Background: In the creation of arteriovenous fistulas (AVF) for hemodialysis, regional brachial plexus block (BPB) has a sympatholytic effect, increasing blood flow and diameters in the vessels.

Methods: A prospective, randomized, clinical-surgical pilot study was carried out, comprising 40 patients, randomly allocated into two groups (BPB or local anesthesia-LA). The diameter (veins and arteries), and the flow, peak systolic velocity (PSV), pulsatility index (PI), and pulsatility index ratio (PIR) of the arteries were evaluated before and after anesthesia. Flow was measured in the AVF at the end of the procedure and 30 days after. To analyze pain perception, the visual analog scale (VAS) was applied during anesthesia (T1), during surgery (T2), and at discharge (T3). All analyses were performed using R v. 4.3.1. A p-value <0.05 was considered statistically significant.

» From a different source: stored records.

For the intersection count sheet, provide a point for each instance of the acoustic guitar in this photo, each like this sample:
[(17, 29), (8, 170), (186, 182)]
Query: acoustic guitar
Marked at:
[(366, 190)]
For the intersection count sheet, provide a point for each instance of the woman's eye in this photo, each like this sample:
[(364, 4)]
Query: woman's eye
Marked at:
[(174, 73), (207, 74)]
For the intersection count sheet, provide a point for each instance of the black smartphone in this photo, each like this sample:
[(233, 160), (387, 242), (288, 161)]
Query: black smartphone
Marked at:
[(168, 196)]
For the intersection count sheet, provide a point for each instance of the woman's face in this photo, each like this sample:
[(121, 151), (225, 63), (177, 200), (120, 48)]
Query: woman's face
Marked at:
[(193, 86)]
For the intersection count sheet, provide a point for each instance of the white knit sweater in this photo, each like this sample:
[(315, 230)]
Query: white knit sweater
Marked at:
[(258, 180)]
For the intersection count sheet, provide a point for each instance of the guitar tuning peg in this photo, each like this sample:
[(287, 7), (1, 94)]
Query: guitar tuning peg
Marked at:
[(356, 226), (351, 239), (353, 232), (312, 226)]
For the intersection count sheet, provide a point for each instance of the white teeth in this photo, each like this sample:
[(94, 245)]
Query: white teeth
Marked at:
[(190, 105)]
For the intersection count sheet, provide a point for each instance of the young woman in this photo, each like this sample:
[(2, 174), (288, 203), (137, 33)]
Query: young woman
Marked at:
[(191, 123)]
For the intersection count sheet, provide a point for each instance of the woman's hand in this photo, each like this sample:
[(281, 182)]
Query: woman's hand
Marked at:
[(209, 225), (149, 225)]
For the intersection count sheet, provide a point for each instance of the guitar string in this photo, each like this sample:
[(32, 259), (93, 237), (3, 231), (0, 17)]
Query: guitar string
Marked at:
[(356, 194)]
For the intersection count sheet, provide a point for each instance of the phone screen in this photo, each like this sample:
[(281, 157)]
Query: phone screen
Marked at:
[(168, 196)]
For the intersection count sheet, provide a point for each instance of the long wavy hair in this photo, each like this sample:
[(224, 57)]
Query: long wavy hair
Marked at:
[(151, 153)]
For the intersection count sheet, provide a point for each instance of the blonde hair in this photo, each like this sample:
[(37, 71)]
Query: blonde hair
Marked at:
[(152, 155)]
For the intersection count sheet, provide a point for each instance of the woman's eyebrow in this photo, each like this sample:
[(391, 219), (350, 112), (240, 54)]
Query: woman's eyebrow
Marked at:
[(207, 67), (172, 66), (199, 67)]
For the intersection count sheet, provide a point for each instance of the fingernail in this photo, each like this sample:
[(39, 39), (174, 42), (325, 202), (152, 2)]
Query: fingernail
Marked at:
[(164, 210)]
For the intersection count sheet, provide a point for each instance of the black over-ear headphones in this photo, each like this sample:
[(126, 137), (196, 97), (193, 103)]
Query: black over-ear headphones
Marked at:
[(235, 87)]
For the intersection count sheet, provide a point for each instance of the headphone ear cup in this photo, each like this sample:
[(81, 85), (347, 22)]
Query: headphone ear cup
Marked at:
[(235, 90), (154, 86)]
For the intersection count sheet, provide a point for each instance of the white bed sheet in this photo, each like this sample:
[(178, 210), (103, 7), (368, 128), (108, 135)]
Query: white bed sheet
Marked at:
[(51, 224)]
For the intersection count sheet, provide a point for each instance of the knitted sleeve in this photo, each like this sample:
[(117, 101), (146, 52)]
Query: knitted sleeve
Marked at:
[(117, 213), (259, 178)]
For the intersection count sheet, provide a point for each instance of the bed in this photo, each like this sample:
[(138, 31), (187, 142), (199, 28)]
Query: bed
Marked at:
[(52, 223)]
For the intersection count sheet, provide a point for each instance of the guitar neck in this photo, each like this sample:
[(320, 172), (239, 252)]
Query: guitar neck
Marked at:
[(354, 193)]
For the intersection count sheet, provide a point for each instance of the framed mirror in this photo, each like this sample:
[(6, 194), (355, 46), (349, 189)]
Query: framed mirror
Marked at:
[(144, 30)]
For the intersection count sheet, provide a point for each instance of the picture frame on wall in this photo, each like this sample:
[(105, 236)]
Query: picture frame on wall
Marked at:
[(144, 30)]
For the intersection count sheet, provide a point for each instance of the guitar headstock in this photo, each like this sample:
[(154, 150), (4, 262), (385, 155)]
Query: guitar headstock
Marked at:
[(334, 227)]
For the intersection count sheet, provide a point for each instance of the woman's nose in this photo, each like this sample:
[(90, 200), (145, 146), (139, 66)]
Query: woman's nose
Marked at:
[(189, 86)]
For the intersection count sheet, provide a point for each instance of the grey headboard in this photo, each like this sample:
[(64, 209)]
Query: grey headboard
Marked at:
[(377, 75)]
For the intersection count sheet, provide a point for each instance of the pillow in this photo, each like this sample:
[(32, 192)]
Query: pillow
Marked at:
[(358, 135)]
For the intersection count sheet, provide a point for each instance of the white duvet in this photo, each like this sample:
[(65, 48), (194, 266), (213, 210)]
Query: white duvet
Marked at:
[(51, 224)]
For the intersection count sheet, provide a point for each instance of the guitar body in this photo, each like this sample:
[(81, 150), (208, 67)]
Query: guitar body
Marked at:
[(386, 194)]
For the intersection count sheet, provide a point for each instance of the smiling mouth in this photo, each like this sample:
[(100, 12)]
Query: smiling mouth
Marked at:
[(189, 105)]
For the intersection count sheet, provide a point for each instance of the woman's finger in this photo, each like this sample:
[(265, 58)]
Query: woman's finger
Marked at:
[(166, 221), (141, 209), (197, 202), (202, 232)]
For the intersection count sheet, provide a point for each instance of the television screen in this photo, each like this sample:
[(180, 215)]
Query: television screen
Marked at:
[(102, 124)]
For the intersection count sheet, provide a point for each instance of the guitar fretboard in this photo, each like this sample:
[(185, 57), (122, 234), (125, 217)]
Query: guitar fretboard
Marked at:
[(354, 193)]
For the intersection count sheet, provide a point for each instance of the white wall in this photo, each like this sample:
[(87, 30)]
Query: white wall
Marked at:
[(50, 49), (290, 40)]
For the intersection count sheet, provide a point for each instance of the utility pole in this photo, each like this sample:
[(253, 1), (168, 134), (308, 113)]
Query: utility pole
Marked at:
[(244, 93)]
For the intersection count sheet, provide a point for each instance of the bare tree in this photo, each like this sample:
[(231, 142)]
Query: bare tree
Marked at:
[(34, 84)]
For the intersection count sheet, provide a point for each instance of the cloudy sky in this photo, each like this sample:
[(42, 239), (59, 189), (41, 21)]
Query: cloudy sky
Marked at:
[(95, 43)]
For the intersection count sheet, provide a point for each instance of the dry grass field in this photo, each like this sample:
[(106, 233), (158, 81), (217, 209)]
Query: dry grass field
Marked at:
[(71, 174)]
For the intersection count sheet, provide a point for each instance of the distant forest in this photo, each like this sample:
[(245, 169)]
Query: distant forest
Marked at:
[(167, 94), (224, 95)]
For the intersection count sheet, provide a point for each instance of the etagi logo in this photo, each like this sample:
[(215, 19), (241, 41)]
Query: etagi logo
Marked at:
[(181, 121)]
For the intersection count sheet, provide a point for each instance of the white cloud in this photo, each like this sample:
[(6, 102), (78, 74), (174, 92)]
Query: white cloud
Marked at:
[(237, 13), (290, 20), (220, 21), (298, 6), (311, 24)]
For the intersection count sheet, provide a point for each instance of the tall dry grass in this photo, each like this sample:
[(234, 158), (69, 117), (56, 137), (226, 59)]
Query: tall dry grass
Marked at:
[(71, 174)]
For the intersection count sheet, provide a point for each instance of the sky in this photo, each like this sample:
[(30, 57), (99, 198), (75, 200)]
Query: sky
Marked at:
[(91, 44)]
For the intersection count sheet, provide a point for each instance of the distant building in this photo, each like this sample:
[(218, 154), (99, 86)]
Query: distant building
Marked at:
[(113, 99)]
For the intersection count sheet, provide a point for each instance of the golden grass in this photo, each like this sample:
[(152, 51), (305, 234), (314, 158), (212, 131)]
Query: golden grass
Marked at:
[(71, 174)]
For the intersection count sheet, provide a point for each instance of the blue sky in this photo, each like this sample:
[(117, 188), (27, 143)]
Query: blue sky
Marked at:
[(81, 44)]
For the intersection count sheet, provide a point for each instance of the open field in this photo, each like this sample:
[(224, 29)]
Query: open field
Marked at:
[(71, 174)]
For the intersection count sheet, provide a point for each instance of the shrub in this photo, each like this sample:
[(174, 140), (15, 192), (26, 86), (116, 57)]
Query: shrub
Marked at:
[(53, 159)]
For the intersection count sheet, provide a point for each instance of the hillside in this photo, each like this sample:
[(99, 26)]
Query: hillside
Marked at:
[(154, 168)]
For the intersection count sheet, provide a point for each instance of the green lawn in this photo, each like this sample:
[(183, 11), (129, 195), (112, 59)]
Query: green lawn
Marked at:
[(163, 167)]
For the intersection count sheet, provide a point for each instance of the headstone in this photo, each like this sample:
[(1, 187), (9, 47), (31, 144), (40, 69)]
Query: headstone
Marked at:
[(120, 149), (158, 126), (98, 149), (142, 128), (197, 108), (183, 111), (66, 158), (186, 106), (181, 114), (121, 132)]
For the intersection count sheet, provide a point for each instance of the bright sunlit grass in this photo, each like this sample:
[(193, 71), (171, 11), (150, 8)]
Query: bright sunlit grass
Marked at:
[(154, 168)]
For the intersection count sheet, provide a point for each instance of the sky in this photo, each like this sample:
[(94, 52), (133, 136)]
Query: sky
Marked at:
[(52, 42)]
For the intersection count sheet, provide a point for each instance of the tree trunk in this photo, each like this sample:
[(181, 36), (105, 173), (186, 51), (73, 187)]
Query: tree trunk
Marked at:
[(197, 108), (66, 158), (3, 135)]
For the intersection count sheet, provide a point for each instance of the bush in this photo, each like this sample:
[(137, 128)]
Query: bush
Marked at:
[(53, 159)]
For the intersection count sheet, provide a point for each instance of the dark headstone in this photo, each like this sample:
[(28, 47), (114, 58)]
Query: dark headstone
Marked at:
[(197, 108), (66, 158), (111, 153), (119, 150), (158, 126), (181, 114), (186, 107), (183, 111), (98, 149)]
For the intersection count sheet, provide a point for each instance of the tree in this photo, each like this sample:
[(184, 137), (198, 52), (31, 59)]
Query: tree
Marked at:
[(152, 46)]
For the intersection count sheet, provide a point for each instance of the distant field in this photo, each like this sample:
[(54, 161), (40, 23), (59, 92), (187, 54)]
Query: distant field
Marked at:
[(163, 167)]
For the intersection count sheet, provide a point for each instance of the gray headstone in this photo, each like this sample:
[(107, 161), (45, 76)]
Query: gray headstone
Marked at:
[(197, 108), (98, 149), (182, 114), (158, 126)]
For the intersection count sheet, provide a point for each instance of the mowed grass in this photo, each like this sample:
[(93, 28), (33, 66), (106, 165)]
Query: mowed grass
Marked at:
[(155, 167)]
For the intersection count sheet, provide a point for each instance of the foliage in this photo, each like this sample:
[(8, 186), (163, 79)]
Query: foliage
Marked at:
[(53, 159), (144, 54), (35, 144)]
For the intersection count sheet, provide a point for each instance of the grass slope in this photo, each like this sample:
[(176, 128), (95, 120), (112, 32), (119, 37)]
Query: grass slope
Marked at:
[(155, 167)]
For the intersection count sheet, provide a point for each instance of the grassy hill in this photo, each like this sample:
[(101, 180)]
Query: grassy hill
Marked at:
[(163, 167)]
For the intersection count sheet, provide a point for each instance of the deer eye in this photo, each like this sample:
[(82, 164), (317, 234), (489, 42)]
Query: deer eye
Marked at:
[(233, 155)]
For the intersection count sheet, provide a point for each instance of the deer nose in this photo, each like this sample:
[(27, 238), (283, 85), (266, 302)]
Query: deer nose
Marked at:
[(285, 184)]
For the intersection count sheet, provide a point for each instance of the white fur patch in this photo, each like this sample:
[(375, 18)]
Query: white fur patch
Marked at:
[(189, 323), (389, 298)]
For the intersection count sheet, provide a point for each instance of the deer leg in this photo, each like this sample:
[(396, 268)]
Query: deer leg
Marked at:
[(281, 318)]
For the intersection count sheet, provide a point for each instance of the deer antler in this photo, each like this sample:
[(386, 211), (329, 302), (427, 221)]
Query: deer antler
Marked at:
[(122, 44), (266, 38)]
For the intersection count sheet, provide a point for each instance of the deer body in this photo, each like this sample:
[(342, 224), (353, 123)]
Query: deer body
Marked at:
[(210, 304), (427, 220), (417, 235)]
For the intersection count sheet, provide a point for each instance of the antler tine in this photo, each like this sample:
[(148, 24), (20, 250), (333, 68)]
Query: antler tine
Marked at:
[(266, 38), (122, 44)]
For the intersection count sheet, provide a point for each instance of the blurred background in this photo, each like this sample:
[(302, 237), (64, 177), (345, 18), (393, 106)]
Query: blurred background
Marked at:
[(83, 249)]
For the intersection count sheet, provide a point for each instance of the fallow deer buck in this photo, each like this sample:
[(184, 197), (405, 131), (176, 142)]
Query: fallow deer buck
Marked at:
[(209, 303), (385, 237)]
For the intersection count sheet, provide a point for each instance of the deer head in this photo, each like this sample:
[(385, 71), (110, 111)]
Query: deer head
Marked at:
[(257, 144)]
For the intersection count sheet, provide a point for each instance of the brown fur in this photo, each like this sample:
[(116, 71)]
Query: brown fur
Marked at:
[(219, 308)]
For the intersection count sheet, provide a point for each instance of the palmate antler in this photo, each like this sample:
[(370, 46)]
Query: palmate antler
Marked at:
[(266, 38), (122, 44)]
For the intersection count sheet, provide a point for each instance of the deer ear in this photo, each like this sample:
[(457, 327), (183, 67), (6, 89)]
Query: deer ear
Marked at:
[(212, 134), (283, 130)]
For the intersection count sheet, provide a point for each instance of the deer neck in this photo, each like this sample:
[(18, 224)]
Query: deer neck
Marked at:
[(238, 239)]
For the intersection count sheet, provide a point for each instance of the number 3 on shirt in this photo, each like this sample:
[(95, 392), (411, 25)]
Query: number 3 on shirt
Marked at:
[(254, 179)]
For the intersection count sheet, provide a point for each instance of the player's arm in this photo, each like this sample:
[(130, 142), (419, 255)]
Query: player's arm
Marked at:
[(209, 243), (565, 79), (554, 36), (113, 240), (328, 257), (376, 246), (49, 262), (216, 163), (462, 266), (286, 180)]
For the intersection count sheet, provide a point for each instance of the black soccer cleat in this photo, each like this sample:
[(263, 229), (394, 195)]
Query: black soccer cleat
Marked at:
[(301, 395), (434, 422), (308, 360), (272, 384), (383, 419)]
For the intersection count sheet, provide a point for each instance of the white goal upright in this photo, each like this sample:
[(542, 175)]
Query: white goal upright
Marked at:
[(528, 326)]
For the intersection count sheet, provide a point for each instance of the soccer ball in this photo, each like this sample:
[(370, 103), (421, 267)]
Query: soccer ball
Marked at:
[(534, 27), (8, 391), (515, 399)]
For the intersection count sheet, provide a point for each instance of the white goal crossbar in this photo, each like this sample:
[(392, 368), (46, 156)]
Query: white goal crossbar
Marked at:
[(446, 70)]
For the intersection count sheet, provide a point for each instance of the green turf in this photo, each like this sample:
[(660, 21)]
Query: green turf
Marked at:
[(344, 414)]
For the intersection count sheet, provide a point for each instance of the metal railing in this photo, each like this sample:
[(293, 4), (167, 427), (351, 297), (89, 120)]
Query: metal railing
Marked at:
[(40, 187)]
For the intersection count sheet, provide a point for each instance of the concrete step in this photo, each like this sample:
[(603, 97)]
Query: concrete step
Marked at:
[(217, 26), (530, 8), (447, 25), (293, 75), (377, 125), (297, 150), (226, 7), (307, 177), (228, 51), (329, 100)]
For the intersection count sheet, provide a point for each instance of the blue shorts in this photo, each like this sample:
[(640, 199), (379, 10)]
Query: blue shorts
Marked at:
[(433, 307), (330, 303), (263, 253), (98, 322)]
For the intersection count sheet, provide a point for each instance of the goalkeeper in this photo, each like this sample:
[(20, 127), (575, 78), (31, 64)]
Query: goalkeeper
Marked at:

Results: Comparing BPB with LA, in the pre- and post-anesthesia periods, there was an increase in the diameters of the cephalic and basilic veins (p < 0.001) and the ulnar artery (p < 0.001). There was a significant increase in the PSV of the radial and brachial (p < 0.001) and ulnar (p = 0.0017) arteries. There was an increase in flow in the radial, ulnar, and brachial arteries (p < 0.001). There was a significant decrease in the PI for the radial (p = 0.0022), ulnar and brachial (p < 0.001) arteries. The BPB group had a significant change in the PIR of the arteries (p < 0.001). Regarding pain perception, the BPB group presented a decrease at T2 (p < 0.001).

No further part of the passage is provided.